The double roller press granulator, on the other hand, is a purely high-pressure physical forming process. It feeds completely dry powdered raw materials between a pair of precisely machined and synchronously counter-rotating rollers. Under linear pressure of tens to hundreds of tons, the material is forcibly squeezed through the die holes on the roller surface, forming dense, regular flat or pillow-shaped granules. This process does not require the introduction of water or heat, making it particularly suitable for producing organic-inorganic compound fertilizers, heat-sensitive bio-fertilizers, and certain special fertilizers that are prone to unfavorable chemical reactions.

Capacity and Efficiency: Choosing the Path of Economies of Scale and Energy Saving
When evaluating "which equipment can increase production," it is essential to consider both absolute capacity and overall efficiency.
In terms of achieving large-scale, continuous production, the rotary drum granulator has a traditional advantage.
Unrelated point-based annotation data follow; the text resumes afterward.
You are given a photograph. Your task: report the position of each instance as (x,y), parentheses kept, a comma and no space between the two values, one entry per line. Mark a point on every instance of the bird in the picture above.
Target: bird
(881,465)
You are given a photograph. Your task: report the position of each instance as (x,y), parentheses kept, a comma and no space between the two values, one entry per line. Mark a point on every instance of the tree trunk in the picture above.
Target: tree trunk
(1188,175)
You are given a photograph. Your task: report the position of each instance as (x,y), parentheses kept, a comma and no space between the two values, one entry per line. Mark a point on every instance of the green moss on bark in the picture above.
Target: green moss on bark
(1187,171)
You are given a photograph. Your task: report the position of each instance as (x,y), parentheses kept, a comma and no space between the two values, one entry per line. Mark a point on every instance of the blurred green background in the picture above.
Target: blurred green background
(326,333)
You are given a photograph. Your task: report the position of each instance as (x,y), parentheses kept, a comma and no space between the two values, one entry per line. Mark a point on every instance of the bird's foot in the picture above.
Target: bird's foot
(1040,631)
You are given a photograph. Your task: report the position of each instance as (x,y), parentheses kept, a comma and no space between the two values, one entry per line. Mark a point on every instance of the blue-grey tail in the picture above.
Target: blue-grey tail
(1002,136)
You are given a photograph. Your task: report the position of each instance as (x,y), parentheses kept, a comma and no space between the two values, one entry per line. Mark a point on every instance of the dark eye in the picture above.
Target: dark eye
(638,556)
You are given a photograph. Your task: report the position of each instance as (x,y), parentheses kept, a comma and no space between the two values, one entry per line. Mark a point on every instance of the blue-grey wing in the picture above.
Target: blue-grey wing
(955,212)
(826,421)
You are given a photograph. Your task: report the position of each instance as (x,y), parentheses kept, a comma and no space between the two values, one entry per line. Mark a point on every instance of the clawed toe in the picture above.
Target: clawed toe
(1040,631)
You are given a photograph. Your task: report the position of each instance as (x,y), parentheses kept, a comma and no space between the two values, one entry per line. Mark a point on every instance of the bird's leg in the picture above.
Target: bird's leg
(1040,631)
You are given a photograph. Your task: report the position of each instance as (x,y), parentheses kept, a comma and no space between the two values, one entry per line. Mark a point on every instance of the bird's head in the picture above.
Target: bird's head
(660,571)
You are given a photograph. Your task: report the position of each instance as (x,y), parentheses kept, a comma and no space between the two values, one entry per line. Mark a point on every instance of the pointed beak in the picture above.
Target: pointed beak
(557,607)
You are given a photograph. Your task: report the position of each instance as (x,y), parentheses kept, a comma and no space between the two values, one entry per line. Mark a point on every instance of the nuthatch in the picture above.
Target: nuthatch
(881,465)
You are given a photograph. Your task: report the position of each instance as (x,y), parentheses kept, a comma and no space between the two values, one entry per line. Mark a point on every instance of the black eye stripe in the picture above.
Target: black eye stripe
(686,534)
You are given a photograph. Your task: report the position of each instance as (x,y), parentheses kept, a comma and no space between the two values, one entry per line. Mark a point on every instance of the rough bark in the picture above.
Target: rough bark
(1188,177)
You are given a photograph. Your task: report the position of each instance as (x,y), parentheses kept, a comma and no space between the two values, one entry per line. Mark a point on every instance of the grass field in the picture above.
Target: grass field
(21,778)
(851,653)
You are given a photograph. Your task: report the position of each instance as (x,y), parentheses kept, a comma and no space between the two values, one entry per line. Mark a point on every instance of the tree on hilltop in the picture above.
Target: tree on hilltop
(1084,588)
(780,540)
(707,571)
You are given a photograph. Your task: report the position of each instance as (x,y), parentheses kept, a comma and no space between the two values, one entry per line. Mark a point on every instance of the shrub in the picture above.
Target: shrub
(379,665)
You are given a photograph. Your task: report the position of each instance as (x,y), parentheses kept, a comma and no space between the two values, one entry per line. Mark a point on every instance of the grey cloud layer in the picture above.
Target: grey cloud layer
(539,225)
The design capacity of a single large rotary drum granulator can be very high, easily matching large-scale compound fertilizer production lines with an annual output of hundreds of thousands of tons, offering significant economies of scale. However, this high capacity comes at the cost of high energy consumption – it requires a large steam boiler, dryer, and cooling system, and the thermal energy consumption of the entire system accounts for a considerable proportion of the total cost.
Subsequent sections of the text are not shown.